Магический перстень Веры Холодной (Арсеньева) - страница 156

Однако работа киногруппы продолжалась, к тому же, приходилось давать постоянные концерты, на которых зрители сидели в шубах и валенках, а актеры выходили во фраках, актрисы же – в декольтированных платьях, едва накинув кружевные шали. Ну и в легоньких туфельках, конечно, и в чулках-паутинках… Ноблесс оближ!

После одного из таких концертов Вера вернулась к себе в ознобе. Легла, закутавшись, в постель и только согрелась – тут явилась гостиничная горничная с огромным букетом лилий и карточкой консула Энно. Вера уже спала, поэтому горничная просто поставила цветы на столе в вазу.

Пришла сестра Соня, которая жила то в «Бристоле», то вместе с матерью, и сразу услышала, как задыхается от кашля Вера. Она спала горячечным, тяжелым сном, не в силах проснуться и понять, что же это разрывает ей грудь. Соня сразу вспомнила, как Вера болела в ноябре. Вспомнила про цветы… Она немедленно убрала лилии и побежала в номер Чардынина.

Тот вызвал врача. Это был доктор Усков, уже лечивший и Веру, и ее дочь. Он определил испанку – особо тяжелую форму гриппа. Правда, немного удивился: ведь в Одессе эпидемия испанки прошла еще в ноябре. С запинкой высказал он предположение о воспалении легких. Отсюда – сильный жар, удушье, боль при каждом вдохе и выдохе.

Только ли отсюда?

Но ведь доктор Усков ничего не знал про лилии…

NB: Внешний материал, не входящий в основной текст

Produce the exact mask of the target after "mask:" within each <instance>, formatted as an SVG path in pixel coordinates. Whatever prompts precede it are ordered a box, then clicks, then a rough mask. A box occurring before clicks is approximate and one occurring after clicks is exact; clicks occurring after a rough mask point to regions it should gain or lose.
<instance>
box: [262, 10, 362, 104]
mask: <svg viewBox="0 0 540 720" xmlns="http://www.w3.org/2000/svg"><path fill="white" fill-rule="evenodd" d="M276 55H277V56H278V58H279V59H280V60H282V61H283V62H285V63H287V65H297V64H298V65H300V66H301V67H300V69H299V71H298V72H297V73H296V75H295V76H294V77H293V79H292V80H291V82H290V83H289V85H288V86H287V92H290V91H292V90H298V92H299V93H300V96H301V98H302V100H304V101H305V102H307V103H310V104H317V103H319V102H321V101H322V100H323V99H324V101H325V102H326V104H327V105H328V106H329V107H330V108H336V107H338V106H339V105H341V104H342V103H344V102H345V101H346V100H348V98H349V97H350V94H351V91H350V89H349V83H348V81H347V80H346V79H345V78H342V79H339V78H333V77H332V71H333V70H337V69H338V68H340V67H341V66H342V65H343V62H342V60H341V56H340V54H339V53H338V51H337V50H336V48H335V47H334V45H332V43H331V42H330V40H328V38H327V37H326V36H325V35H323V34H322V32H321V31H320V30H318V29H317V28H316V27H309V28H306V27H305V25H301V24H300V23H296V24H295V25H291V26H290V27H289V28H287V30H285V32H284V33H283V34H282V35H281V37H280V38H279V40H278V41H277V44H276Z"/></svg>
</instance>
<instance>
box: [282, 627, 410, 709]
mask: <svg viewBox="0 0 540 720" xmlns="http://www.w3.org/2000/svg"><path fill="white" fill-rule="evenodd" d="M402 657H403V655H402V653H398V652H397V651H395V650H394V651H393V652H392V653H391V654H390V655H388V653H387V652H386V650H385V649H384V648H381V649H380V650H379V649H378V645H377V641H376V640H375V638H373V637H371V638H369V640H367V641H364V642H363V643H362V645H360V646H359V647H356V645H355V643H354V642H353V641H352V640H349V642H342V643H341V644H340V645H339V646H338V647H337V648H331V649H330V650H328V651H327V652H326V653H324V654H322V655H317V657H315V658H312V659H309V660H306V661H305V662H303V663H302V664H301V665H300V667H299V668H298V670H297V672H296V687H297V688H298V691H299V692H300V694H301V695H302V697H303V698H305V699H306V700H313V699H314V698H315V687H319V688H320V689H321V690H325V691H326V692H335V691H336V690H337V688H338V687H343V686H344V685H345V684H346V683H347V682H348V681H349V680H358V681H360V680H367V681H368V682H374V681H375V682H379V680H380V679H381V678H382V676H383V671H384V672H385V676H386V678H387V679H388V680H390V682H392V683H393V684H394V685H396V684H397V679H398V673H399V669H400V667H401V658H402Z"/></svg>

Так или иначе, он категорически потребовал перевезти Веру туда, где тепло.

Ее увезли в дом, где жила мать, созвали консилиум из лучших врачей Одессы, но было уже поздно: после восьмидневного недомогания и двухдневного острого кризиса – с беспамятством, бредом, удушьем – Вера Холодная умерла.

Усков, которому Соня наконец-то рассказала про лилии, ужаснулся. Самым пугающим было то, что к букету оказалась приколота карточка французского консула… Получалось, что отек легких был спровоцирован не болезнью, а аллергической реакцией на этот аромат? Усков не знал, что писать в заключении.

В это время в дом, где еще лежала на постели, а не в гробу «королева экрана», приехал Гришин-Алмазов. Ее пальцы теперь и впрямь пахли ладаном, а в ресницах спала такая печаль, такая…

Гришин-Алмазов вспомнил клятву, которую дал Вере, и взглянул на ее руки, полуприкрытые легким флером. Но перстня на пальцах, окаменевших вокруг свечи, не было…

Он посмотрел на мертвое лицо и мысленно спросил Веру, что же делать. Неужели он должен ради исполнения этой почти шутливой клятвы пойти к ее рыдающей семье и потребовать у них перстень?!

Это было невозможно для его чести, для его сердца.

– Прости меня, – пробормотал он, целуя мертвые, почерневшие от лекарств уста, и пошел к двери.